We have become inextricably interlinked to our phones to the point that it looks as if we are never really off them, which I feel has to be to the detriment of our personal and professional relationships. We must be mindful as adults or as parents that we make a clear distinction between our phones and ourselves, or the detachment between engaging with anything other than a gadget will only get wider.

I know that to some of you reading this I may sound a little out of touch or even old fashioned.

Well, whilst I did grow up in a world where if you didn’t know something you’d have to go to a library or ask your Dad, I too love my technology, with all it’s applications and very often have to reel myself in when I can sense getting lost in the seduction of a blue screen and everything it has to offer.

Only a few weeks when I  took my family to see The Musical Cats on New Years Eve 2015 I was alerted to the power of the phone. 

Right at the very end of the show, there was a technical hiccup, which brought the show to a halt. An announcement was made to inform all those in attendance that the backstage crew were working to put right this literal ‘Set’ back.

The reason I am telling you this has nothing to do with the hilarious sight of two adults dressed as moggies, left dangling in the air on giant juddering tyre thinking they were about to lose one of their nine lives. It was what happened next that left me slightly gobsmacked.

The safety curtain was lowered and then the entire place lit up. Not because the house lights were switched on but because 90% of the auditorium immediately started faffing on their phones. The majority of these ‘Mobile’ offenders were adults.

They were not as you may think attempting to record the CATtastrophe (sorry) that had taken place on stage but had reached for their phones as a seemingly knee jerk, automatic reaction to killing time.

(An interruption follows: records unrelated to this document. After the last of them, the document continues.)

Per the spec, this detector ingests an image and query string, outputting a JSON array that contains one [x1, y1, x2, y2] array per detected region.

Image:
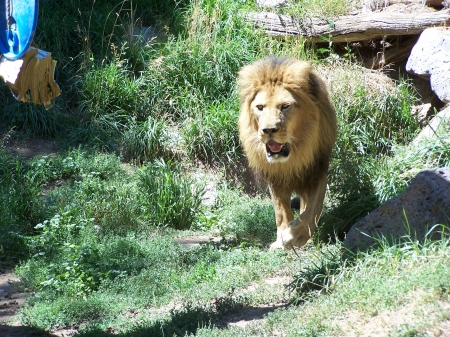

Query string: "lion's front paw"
[[269, 240, 285, 251], [283, 220, 312, 248], [270, 229, 295, 251]]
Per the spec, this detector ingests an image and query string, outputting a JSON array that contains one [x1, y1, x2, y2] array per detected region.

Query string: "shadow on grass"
[[0, 324, 59, 337], [76, 297, 287, 337]]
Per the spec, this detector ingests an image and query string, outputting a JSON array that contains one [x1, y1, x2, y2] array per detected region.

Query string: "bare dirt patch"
[[335, 292, 450, 336], [224, 303, 288, 328], [0, 269, 24, 325], [0, 269, 60, 337], [3, 136, 58, 160]]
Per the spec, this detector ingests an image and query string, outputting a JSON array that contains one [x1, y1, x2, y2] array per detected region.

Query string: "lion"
[[237, 57, 337, 250]]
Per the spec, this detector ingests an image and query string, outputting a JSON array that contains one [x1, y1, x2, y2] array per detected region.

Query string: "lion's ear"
[[308, 72, 322, 100], [237, 65, 258, 104], [283, 61, 313, 92]]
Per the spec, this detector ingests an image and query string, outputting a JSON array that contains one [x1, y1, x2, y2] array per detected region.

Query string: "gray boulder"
[[256, 0, 289, 8], [344, 167, 450, 250], [406, 28, 450, 103]]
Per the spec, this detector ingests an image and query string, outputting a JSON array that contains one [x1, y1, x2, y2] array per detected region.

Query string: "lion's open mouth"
[[266, 139, 290, 159]]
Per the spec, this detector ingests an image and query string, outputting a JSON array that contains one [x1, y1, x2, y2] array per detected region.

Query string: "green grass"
[[317, 65, 422, 241], [122, 116, 170, 163], [0, 0, 449, 335], [276, 0, 358, 17], [138, 159, 205, 229], [191, 237, 450, 337]]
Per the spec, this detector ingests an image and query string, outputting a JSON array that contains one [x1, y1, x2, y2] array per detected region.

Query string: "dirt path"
[[0, 269, 60, 337], [3, 137, 59, 160], [0, 237, 291, 336]]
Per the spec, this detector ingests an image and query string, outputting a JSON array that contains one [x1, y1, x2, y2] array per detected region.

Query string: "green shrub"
[[122, 116, 170, 163], [138, 159, 205, 229], [319, 73, 421, 241], [182, 99, 241, 162], [0, 149, 45, 260]]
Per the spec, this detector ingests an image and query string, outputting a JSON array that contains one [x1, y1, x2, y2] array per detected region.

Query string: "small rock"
[[411, 103, 433, 126]]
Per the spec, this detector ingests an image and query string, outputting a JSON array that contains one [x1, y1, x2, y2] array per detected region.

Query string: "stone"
[[344, 167, 450, 250], [129, 26, 165, 44], [406, 27, 450, 103], [256, 0, 289, 8], [411, 103, 433, 126], [412, 105, 450, 145]]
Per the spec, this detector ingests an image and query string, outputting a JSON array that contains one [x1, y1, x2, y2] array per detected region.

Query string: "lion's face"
[[238, 57, 334, 183], [251, 86, 300, 163]]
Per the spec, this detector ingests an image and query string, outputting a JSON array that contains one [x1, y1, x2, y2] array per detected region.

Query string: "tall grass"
[[122, 116, 170, 163], [318, 65, 422, 241], [278, 0, 357, 17], [0, 148, 47, 262], [138, 159, 205, 229], [181, 99, 242, 162], [52, 0, 267, 162]]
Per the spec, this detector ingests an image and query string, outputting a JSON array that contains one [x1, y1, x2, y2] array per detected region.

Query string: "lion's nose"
[[262, 127, 279, 134]]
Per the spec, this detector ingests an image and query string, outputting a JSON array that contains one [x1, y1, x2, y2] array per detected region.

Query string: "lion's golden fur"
[[237, 57, 337, 248], [238, 57, 336, 188]]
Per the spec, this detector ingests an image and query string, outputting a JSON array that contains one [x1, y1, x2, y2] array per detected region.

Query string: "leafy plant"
[[26, 212, 114, 297]]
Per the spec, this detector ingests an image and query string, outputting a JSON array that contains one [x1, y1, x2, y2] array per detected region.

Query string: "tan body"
[[237, 57, 337, 249]]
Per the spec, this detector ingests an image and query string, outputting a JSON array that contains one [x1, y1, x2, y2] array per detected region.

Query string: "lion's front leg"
[[268, 185, 294, 250], [287, 173, 328, 248]]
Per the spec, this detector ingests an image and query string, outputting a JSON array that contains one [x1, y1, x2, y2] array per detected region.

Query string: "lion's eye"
[[281, 103, 290, 111], [256, 104, 264, 111]]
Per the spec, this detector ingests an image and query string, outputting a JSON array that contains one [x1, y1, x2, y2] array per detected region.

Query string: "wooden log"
[[246, 9, 450, 43]]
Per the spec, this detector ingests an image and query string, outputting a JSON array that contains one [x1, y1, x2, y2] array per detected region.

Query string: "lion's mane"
[[237, 57, 337, 188]]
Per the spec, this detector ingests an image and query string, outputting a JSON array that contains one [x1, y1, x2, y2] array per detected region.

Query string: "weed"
[[287, 245, 348, 299]]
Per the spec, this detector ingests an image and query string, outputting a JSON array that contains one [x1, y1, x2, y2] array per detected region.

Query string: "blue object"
[[0, 0, 39, 60]]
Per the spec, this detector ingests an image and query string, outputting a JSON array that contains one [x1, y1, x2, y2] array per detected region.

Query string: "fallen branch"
[[246, 9, 450, 43]]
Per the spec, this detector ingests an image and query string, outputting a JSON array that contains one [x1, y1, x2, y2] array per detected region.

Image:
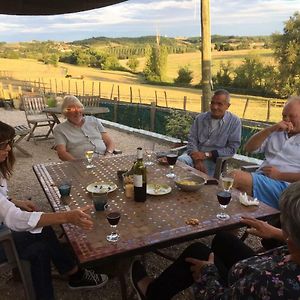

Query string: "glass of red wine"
[[106, 211, 121, 242], [166, 150, 178, 179], [216, 191, 231, 220]]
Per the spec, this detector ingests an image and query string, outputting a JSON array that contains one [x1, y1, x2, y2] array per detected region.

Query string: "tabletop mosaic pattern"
[[33, 154, 279, 263]]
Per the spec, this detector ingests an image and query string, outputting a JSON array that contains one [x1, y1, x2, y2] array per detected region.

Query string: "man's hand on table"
[[13, 199, 36, 212], [66, 208, 94, 230], [191, 151, 206, 161]]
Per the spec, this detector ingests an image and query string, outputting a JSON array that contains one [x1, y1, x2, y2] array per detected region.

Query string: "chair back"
[[78, 96, 101, 107], [0, 226, 35, 299], [22, 96, 47, 116]]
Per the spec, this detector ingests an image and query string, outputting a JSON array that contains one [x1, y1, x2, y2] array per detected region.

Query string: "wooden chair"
[[13, 125, 32, 157], [78, 96, 101, 107], [22, 96, 56, 142], [0, 226, 35, 300]]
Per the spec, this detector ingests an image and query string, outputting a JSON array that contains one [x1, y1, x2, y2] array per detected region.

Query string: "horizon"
[[0, 0, 299, 42]]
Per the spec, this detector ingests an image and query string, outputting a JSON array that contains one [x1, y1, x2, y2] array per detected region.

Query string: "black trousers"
[[146, 232, 256, 300]]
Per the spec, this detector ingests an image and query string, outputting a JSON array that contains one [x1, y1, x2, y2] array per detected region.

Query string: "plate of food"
[[86, 182, 117, 194], [147, 183, 172, 195]]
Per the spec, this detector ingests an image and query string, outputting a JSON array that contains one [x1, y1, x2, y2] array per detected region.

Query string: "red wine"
[[217, 191, 231, 206], [166, 154, 178, 165], [134, 183, 147, 202], [107, 212, 121, 225]]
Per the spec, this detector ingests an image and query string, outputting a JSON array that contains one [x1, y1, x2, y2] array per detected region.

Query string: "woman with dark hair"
[[0, 121, 108, 300], [131, 182, 300, 299]]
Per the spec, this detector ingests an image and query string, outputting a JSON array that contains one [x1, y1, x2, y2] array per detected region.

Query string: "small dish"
[[86, 182, 117, 194], [157, 157, 168, 165], [175, 176, 206, 192], [147, 183, 172, 195]]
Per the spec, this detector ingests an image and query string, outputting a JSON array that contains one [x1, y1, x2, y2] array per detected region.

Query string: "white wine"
[[85, 150, 93, 161], [133, 147, 147, 202], [221, 177, 234, 191]]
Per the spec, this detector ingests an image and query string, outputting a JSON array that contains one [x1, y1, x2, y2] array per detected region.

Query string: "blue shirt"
[[187, 111, 241, 158]]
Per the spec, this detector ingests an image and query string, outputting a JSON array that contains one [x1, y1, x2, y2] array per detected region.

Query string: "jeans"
[[177, 152, 216, 177], [146, 232, 256, 300], [0, 226, 75, 300]]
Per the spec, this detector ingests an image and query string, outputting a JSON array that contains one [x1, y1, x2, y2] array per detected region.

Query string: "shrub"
[[174, 66, 193, 86]]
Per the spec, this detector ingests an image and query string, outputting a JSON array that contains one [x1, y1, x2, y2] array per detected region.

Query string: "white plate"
[[86, 182, 117, 194], [147, 183, 172, 196]]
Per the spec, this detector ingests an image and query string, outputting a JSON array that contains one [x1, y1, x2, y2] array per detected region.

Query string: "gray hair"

It would appear to me and it consistently does that we are all becoming worryingly dependent on our hand held devices to fill every moment of up and down time.

There were dads on candy crush, mums on face book, kids taking selfies and very few, if any engaging with the family members they had chosen to come out with on an outing to the theatre. It seems the struggle with keeping off devices is not just with children.

As a father of two daughters growing up in a world of tech and instant gratification I am clear of the challenges as well as positives technology poses. I am also very clear on when technology is not appropriate.

For instance never at the dinner table or when we have visitors or at the cinema or out at the theatre.  

Too many times I have seen parents use gadgets as some sort of technological dummy to pacify their kids because it’s easier than engaging with them.

If we as adults cannot lead the younger generations by example and educate them to use technology safely, appropriately and timely then my fear, very much like Grizzabella, the Glamour Cat at the end of the Musical, is that we may find ourselves alone, confused and wondering where it all went wrong.